Clinical Report: Evaluating Palopegteriparatide for Pediatric ADH1
Overview
This case study presents a 16-year-old boy with Autosomal Dominant Hypocalcemia Type 1 (ADH1) who showed significant improvement in symptoms and biochemical parameters after treatment with palopegteriparatide. The findings suggest that this long-acting PTH analog may be a viable option when conventional therapies fail, particularly in managing calcium and phosphate levels.
Background
Autosomal dominant hypocalcemia type 1 (ADH1) is a rare genetic disorder linked to CASR gene mutations, resulting in severe calcium and phosphate imbalances. These mutations can lead to significant morbidity due to inadequate calcium regulation.

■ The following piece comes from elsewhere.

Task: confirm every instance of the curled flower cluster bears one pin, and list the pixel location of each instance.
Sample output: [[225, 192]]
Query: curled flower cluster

Understanding new therapeutic options like palopegteriparatide is crucial for improving patient outcomes.
Data Highlights
No numerical data available in the article.
Key Findings
['A 16-year-old boy with a de novo CASR variant was diagnosed with ADH1.', 'Standard therapy with alfacalcidol and calcium supplements failed to control his symptoms.', 'Off-label treatment with palopegteriparatide led to complete resolution of tetany and improved biochemical stability.', 'Calcium and alfacalcidol supplementation were successfully discontinued after treatment.', 'This case highlights the potential of PTH analogs in managing pediatric ADH1.']
Clinical Implications
Pediatric patients with ADH1 may benefit from early consideration of PTH replacement therapy when conventional treatments are inadequate. Clinicians should monitor symptoms and biochemical parameters closely, including calcium and phosphate levels, to guide therapy adjustments.
Conclusion
Palopegteriparatide shows promise as a therapeutic option for pediatric ADH1, warranting further investigation into its long-term safety and efficacy, particularly in diverse patient populations.